Clinical and immunophenotype correlating with response to immunotherapy in paediatric patients with primary liver carcinoma. A case series.

Paediatric hepatocellular carcinomas (HCC) traditionally arise in the context of a normal structural and functional liver and carry a dismal prognosis. While chemotherapy is the frontline standard, there is emerging interest in the study of immunotherapies for paediatric patients with relapsed/refractory disease. There is limited data to support whether immunotherapies will be of utility in this patient population. Six paediatric patients (median age:16 years, range: 12-17 at the time of treatment) with advanced hepatocellular neosplams, either conventional hepatocellular or fibrolamellar carcinoma, were treated with immunotherapy. Patients were consented to institutional genomic profiling and biobanking protocols. Baseline samples and serial tissue samples, when available, were evaluated for somatic mutation rate, actionable gene mutations, and pan-immune bulk RNA expression profiling. Results were correlated with clinical course. Three patients responded to checkpoint inhibition: one achieved a complete, durable response and the other two, prolonged stable disease. Three additional patients progressed. Diagnostic tissue from the complete responder demonstrated a higher relative mutational burden and robust immune infiltrate. Pre-treatment samples from the three responders demonstrated decreased expression of genes associated with T-cell dysfunction. A subset of patients with primary paediatric hepatocellular tumours will respond to immunotherapy. Immunotherapies are currently under prospective study for relapsed/refractory liver tumours in paediatric patients. Results from this report support the prospective collection of serial serum and tissue samples which may further identify genomic and immunophenotypic patterns predictive of response. This work was supported by Philanthropic funds (Pan Mass Challenge, Team Angus and Team Perspective).

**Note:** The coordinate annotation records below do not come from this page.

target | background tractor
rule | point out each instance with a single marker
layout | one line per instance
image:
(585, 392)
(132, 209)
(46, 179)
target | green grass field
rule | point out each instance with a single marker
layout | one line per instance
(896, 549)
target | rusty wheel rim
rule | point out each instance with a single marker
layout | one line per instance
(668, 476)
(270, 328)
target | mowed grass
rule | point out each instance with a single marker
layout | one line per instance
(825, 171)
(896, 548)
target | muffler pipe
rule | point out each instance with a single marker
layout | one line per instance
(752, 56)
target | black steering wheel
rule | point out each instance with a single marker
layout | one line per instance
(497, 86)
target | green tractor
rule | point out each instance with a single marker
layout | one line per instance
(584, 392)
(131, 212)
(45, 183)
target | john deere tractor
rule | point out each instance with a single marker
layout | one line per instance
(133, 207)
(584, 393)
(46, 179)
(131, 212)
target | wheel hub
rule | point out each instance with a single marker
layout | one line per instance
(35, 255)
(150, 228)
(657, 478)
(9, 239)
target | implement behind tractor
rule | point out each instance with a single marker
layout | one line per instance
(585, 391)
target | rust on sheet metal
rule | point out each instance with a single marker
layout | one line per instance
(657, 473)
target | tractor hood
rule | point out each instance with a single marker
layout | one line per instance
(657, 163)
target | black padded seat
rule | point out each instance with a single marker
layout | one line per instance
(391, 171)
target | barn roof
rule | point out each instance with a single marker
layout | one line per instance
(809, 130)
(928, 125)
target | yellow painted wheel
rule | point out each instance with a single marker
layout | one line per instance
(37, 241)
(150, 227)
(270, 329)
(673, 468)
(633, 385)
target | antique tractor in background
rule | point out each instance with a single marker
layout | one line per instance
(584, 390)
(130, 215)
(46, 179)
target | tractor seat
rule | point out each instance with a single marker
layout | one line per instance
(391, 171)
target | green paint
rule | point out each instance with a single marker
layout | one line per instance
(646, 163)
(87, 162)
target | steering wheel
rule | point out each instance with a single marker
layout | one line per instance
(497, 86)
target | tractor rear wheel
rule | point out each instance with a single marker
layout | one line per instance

Copyright © 2024 The Authors. Published by Elsevier B.V. All rights reserved.

Declaration of interests All authors report no conflicts of interest relevant to this article. A.C. has received grants or contracts from the Children’s Oncology Group, the National Cancer Institute and the American Academy of Cancer Research; she is likewise a consultant for Jackson Laboratories and has received speaker fees from Tecan. N.V.D. and M.P were former employees of Dana-Farber Cancer Institute when the patients described were cared for; N.V.D is now an employee of Genentech, a member of the Roche Group where he has a patent pending. N.V.D. was receiving funding from Julia’s Legacy of Hope Street and the Baldrick’s Foundation Fellowship, unrelated to this work, but during the time period during which this work was being performed. M.P. is now an employee of Takeda. K.V. has a patent pending for a liver cancer therapeutic agent and stock options with ZEsST Bio.